Halloween has always been my least fave holiday, for various reasons: tacky decorations. the month-long saga of picking out an
[expensive] costume. the sticky, gooey mess of pumpkin guts. the loads of candy that you still find when you are putting Easter baskets together.
(It was especially annoying in Florida, where a pumpkin patch was essentially a parking lot full of pumpkins. Once you carved them, you got maybe a week before they'd get all rotted and moldy in the heat. And wearing costumes is so not fun in 80 degree weather.)
Now that we live in a cool-weather climate and there are tons of actual
Pumpkin Patches and the kids are old enough to want clever costumes AND we live in a neighborhood where everyone loves to decorate -- I am embarrassed to admit it, but I have been bitten by the Halloween bug.
The kids started begging me in late Sept. to decorate. I was resolute in my anti-Halloweeness until I visited my friend Katy's house. She has four kids, a Labrador and a massive house that is DECKED out in decorations, from inflatables in the yard to wreaths on doorways, skeletons hanging from chandeliers, and so on. The kids left there and you'd think they had just been to Disneyland. They couldn't stop talking about it.

So I let them get our meager decorations out of the attic.

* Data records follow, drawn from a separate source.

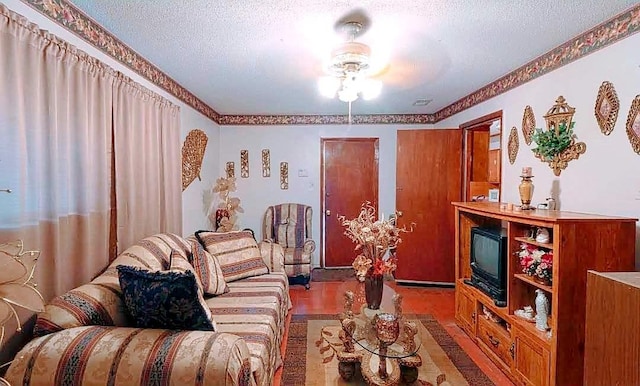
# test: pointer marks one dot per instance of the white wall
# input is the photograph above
(300, 147)
(194, 198)
(605, 179)
(193, 216)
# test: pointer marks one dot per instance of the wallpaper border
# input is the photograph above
(72, 18)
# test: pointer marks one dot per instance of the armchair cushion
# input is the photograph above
(272, 255)
(164, 299)
(237, 252)
(290, 234)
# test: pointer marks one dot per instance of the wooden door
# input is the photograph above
(350, 177)
(428, 179)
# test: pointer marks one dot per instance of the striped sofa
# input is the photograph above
(85, 337)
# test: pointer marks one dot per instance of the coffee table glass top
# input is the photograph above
(368, 327)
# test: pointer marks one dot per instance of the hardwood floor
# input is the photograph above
(439, 302)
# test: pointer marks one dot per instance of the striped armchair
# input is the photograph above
(289, 225)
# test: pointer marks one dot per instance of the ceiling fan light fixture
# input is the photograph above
(348, 69)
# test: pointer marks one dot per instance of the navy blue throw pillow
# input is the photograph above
(164, 299)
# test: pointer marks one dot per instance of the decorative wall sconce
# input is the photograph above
(528, 124)
(513, 145)
(557, 144)
(607, 107)
(266, 163)
(244, 163)
(633, 124)
(230, 169)
(193, 150)
(284, 175)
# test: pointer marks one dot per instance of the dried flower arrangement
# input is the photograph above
(536, 262)
(226, 218)
(373, 238)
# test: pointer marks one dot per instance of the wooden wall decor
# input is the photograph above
(284, 175)
(633, 124)
(230, 169)
(193, 150)
(607, 107)
(528, 124)
(244, 163)
(266, 163)
(559, 118)
(513, 145)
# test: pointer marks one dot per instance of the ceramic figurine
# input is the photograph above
(542, 311)
(543, 235)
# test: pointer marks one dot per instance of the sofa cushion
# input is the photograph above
(90, 304)
(237, 252)
(164, 299)
(97, 355)
(255, 309)
(207, 269)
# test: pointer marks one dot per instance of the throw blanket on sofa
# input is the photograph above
(86, 336)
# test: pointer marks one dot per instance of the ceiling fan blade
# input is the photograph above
(357, 15)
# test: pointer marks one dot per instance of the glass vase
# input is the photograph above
(373, 286)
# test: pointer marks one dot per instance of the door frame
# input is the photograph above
(467, 128)
(376, 141)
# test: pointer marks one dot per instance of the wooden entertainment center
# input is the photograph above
(579, 242)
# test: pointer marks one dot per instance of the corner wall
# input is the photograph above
(605, 179)
(300, 147)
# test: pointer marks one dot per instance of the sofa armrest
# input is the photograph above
(121, 355)
(309, 246)
(272, 255)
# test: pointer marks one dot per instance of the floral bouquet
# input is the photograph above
(536, 262)
(225, 216)
(373, 238)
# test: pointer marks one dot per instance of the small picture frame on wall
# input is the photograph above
(244, 163)
(494, 195)
(266, 163)
(284, 175)
(230, 169)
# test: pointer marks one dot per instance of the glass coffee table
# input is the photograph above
(384, 341)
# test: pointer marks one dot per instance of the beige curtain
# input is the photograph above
(55, 153)
(147, 158)
(91, 157)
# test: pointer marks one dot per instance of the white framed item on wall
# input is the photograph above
(494, 195)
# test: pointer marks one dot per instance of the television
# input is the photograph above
(489, 262)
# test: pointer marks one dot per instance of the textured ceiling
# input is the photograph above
(254, 57)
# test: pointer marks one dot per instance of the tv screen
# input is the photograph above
(486, 253)
(489, 262)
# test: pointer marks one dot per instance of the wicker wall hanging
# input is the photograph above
(284, 175)
(607, 107)
(557, 144)
(633, 124)
(230, 169)
(244, 163)
(193, 150)
(528, 124)
(513, 145)
(266, 163)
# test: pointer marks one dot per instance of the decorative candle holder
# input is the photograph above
(526, 189)
(387, 331)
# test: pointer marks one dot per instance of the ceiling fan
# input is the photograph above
(349, 70)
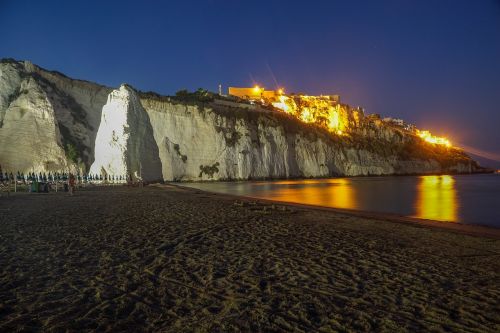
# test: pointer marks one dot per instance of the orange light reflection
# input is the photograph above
(437, 199)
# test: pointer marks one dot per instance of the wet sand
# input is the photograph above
(172, 259)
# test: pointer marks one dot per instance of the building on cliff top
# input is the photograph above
(260, 93)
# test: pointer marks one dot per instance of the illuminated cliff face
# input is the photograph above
(428, 137)
(337, 118)
(320, 110)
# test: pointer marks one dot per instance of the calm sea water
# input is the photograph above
(471, 199)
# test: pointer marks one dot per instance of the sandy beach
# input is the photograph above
(172, 259)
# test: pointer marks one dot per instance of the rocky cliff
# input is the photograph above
(49, 122)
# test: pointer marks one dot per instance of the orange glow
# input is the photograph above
(257, 90)
(428, 137)
(436, 198)
(320, 110)
(340, 192)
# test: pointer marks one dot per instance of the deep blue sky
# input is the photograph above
(435, 63)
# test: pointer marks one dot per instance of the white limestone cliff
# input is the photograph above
(124, 144)
(121, 132)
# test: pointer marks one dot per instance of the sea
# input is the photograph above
(469, 199)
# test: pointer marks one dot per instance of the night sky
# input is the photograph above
(433, 63)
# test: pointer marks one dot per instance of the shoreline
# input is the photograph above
(169, 258)
(468, 229)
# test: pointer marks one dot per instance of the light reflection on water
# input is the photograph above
(437, 198)
(466, 198)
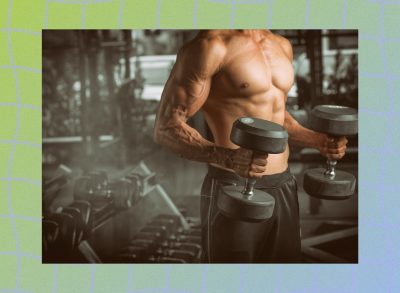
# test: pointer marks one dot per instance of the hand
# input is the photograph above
(333, 148)
(248, 164)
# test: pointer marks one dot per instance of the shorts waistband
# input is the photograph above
(273, 180)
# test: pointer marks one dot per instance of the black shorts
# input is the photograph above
(227, 240)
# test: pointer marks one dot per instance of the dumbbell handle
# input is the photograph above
(249, 187)
(330, 168)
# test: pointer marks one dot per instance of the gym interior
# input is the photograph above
(112, 195)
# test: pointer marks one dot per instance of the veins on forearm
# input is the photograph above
(177, 135)
(299, 135)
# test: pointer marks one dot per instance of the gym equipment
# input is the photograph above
(329, 183)
(123, 193)
(85, 209)
(251, 204)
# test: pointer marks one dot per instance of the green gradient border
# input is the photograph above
(21, 23)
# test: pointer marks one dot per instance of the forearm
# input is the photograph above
(186, 141)
(301, 136)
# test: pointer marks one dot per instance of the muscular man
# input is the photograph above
(231, 74)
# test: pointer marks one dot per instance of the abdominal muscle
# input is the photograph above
(221, 113)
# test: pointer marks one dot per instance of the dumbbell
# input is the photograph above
(185, 255)
(249, 204)
(123, 192)
(164, 259)
(329, 183)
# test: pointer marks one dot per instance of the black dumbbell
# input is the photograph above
(85, 209)
(66, 240)
(79, 223)
(249, 204)
(163, 259)
(123, 192)
(193, 247)
(329, 183)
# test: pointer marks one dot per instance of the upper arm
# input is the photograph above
(286, 46)
(190, 81)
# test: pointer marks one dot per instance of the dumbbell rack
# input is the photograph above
(110, 229)
(163, 240)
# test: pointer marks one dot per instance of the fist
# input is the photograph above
(333, 148)
(249, 164)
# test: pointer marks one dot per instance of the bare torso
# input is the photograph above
(253, 82)
(228, 74)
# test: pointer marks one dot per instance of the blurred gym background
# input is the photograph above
(101, 89)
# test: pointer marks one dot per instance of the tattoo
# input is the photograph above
(188, 142)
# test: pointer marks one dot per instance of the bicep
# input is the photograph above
(182, 98)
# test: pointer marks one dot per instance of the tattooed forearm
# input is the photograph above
(178, 136)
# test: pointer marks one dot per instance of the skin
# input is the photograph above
(231, 74)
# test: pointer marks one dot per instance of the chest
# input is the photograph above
(258, 68)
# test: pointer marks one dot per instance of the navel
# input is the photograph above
(244, 85)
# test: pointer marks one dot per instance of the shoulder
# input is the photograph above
(205, 47)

Last week, I hit the craft store where all Halloween decorations were already marked 40 percent off. After reading this
great local blog, I got even more inspired.
In addition to decorating, we carved pumpkins, baked pumpkin seeds and I actually had to sew part of Miss P's costume. (Will post that on Halloween day.)
While all of this has thrilled the kiddos, and I have enjoyed it for the most part, you will not see a pumpkin in sight come Nov. 1.